With the Belgian Classics about to move into full swing the experienced team boss is adamant that he and his riders should be judged after the spring campaign.
"I can't deny we have zero points. It's too early to judge us though. We have a lot of injured riders, two of them crashed in Paris-Nice, Chavanel was ill and Boonen was ill. You can't read too much into the season so far," Lefevere told Cyclingnews on the eve of Dwars Vlaanderen.
"I remember back in 2001 when we were in a similar position and we ended up getting first second and third in Paris-Roubaix. Don't judge us before the Classics finish."
Lefevere's belief in the likes of Tom Boonen will be put to the test over the coming weeks. Although he is one of the favourites for nearly all the one-day races he enters in the spring, Boonen has not won a monument since Paris-Roubaix in 2009 and in 2010 he was outclassed by an unbeatable Fabian Cancellara.
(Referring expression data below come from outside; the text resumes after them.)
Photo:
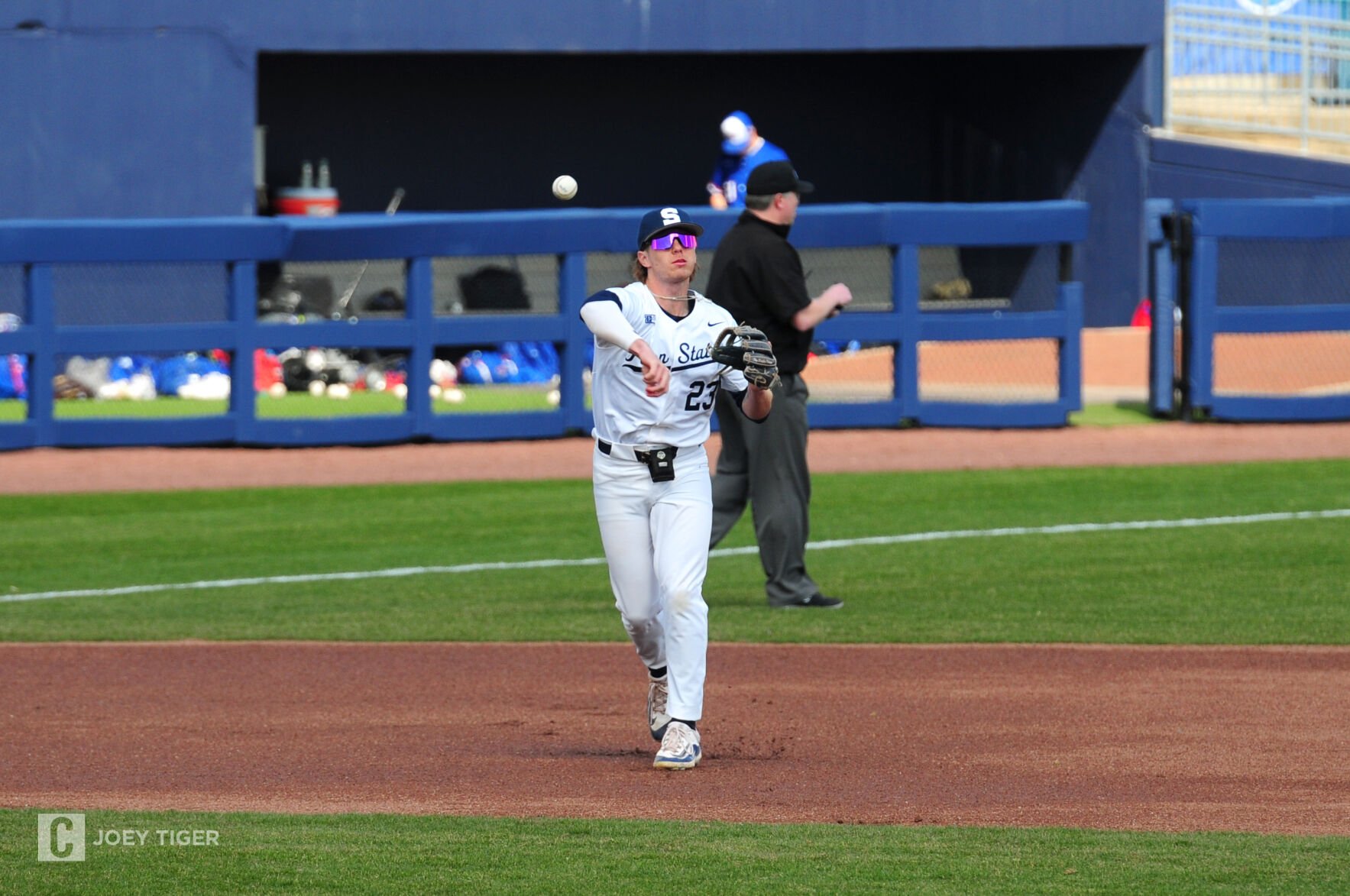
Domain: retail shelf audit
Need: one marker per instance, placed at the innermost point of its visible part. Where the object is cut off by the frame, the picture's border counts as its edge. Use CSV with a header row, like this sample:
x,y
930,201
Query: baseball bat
x,y
339,312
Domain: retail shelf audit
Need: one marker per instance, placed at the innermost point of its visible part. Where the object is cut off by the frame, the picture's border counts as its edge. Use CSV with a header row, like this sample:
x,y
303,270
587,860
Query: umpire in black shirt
x,y
758,277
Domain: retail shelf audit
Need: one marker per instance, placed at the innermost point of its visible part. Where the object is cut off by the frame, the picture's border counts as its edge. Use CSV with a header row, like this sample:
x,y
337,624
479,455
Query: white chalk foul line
x,y
721,552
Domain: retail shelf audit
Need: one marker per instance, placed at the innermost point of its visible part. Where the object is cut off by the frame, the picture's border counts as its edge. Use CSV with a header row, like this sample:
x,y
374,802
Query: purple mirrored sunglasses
x,y
663,243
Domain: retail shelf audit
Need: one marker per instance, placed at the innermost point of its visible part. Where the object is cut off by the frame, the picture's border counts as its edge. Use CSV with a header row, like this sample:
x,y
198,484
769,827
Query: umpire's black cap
x,y
775,177
666,220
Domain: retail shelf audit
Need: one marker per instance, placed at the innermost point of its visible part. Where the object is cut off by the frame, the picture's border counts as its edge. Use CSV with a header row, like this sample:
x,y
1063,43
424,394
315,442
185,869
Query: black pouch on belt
x,y
660,462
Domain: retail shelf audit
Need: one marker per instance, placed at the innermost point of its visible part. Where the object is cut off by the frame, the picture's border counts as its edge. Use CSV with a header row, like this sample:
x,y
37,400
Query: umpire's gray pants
x,y
765,464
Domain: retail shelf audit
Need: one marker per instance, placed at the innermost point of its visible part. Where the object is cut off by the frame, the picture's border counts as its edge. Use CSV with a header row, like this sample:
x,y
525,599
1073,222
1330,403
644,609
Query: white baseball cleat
x,y
658,691
679,748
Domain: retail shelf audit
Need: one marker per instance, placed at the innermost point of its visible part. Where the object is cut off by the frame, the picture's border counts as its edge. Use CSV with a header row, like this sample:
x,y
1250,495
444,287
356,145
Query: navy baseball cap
x,y
736,133
775,177
666,220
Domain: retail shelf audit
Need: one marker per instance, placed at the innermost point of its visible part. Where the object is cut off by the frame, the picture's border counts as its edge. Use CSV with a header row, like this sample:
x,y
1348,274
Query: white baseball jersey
x,y
624,413
656,533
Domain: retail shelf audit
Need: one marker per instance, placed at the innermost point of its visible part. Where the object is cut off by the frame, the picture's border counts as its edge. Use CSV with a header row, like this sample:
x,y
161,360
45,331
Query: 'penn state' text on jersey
x,y
624,413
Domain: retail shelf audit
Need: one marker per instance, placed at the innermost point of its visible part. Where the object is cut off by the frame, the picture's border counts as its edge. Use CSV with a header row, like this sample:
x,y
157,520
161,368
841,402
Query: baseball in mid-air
x,y
565,186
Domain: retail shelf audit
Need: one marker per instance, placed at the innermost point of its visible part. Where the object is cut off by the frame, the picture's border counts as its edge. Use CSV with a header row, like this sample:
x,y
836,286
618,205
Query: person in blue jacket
x,y
743,149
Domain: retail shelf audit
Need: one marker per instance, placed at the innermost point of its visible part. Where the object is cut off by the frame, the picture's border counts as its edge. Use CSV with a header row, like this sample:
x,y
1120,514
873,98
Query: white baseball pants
x,y
655,536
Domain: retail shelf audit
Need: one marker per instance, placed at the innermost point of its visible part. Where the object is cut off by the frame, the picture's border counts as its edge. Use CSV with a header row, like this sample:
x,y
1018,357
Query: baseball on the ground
x,y
565,186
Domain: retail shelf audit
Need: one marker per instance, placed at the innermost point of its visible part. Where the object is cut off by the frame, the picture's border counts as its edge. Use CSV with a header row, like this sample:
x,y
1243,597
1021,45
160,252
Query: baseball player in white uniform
x,y
652,389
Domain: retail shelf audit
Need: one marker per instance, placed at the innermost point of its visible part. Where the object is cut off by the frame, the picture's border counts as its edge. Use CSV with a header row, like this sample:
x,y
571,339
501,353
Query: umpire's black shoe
x,y
817,601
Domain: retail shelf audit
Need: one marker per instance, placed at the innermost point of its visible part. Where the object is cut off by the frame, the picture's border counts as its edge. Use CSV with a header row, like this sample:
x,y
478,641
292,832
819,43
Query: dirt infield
x,y
1106,737
1135,739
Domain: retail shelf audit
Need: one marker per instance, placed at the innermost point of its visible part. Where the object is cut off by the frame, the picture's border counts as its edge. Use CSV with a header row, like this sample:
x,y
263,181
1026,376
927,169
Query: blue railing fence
x,y
1187,239
38,248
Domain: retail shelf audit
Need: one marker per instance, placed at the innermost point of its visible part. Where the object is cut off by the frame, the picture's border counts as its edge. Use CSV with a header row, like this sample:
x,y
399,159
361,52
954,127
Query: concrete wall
x,y
123,108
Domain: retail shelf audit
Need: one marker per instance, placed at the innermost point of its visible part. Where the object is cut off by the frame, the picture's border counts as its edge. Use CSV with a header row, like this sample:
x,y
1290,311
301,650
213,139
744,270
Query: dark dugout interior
x,y
490,131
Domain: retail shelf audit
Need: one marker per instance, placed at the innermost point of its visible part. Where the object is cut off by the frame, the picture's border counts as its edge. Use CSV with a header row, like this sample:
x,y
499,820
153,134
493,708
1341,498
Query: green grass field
x,y
994,571
400,855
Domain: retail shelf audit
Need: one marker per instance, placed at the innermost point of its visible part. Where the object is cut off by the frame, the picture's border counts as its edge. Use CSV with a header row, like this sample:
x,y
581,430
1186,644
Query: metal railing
x,y
40,248
1276,72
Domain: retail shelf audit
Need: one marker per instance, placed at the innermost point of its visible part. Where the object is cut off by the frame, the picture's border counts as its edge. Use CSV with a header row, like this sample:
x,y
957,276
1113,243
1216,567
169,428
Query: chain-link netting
x,y
141,293
11,290
1265,273
1303,364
Quick Step also lost the services of several riders in the off season, including double Flanders winner, Stijn Devolder.
"Why should we change things after so many years? For the last 15 years we've been winning at least one major Classic every year so I don't need a need make a difference," Lefevere added.
"I get asked if we are as strong as last year all the time. Of course there are some good riders who have gone but it's all about money and budget but please don't make final decision about our team now. Call me after Liege and we'll talk. I've had to repeat that answer every year for the last 15 years."
While Lefevere was quick to defend his riders and his recruitment policy he did add that as the sport has developed so had team budgets and that although his squad received a cash injection at the tail-end of last season, they're still scrapping in the transfer market while bigger teams flex their financial clout.
"Of course we're still confident but we're working as hard as we can. I've always put quality over quantity. I don't think we're one of the strongest teams and it's hard to fight against teams that have 50 per cent more budget than we have. If someone has five million more than you it changes things."